Homework 5: Memoization and Graphs

Please document all of your classes and methods with Javadoc for this assignment.

1 Problem 1: Lehvenstein Distance

Have you ever used a software application (such as a text-messaging tool) that tries to automatically correct or complete your typing? For example, if I typed "Jaca" in a smartphone, the editor might list "Java" as an alternative. Such applications find alternatives using a measure of the "closeness" of two words. One standard metric for closeness is called Levenshtein distance. For this problem, you will write a memoized function to compute the Levenshtein distance between two strings.

Levenshtein distance computes how many operations it would take to convert one string into another. Valid operations here include inserting a character, deleting a character or substituting one single character with another. For example, we could convert "baking" to "masking" by (1) changing "b" to "m" and (2) inserting an "s".

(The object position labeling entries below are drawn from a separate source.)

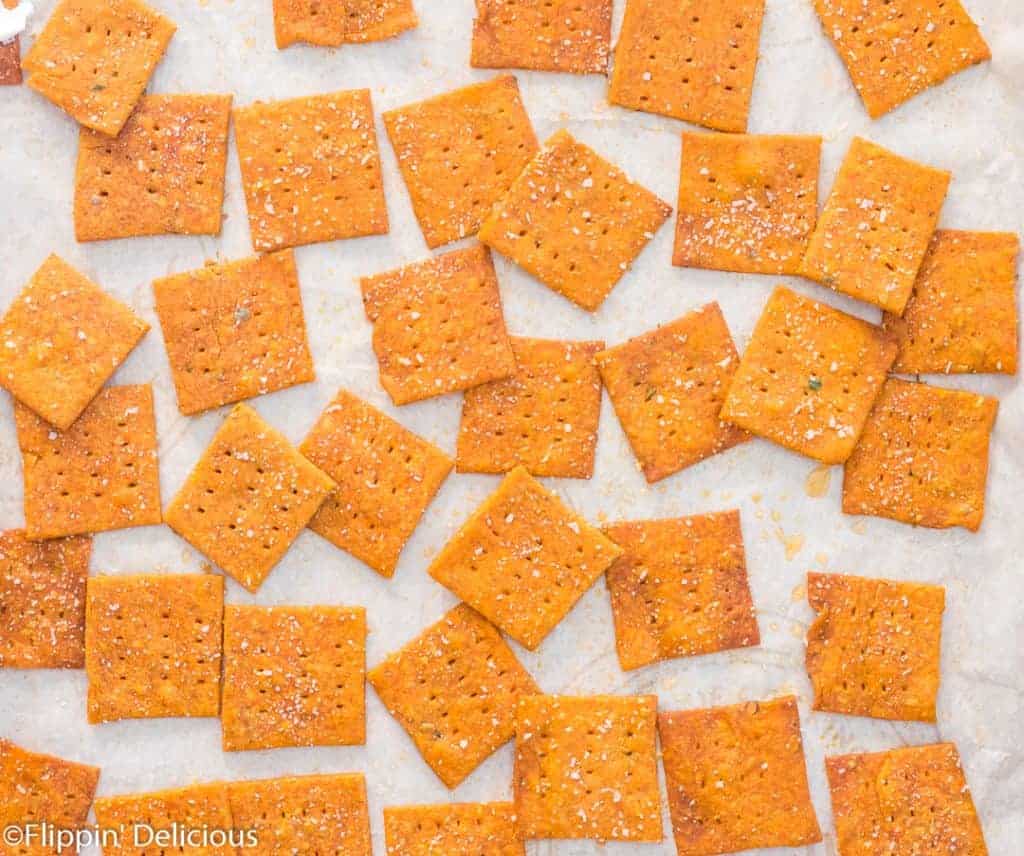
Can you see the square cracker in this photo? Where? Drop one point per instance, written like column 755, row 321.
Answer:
column 99, row 474
column 923, row 458
column 459, row 153
column 668, row 386
column 248, row 498
column 544, row 418
column 809, row 377
column 42, row 601
column 876, row 226
column 233, row 331
column 586, row 768
column 873, row 647
column 691, row 60
column 454, row 689
column 736, row 777
column 294, row 677
column 894, row 49
column 94, row 58
column 680, row 589
column 574, row 221
column 523, row 559
column 438, row 326
column 747, row 203
column 310, row 169
column 386, row 478
column 962, row 314
column 65, row 337
column 163, row 174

Intuitively, the algorithm compares all the prefixes of the two strings, computing the minimum number of operations needed to convert from one prefix to another (since the operations are all invertible, we get the same number regardless of whether we convert from prefix A to prefix B or from prefix B to prefix A). You can visualize this through a matrix. The characters of one string label the columns; the characters of the other label the rows (with an additional column/row at the left and top for the empty prefix). Each cell contains a number that indicates the minimum number of edits needed to convert between the prefixes up to that cell’s row and column. The Wikipedia description of Levenshtein distance shows a complete example.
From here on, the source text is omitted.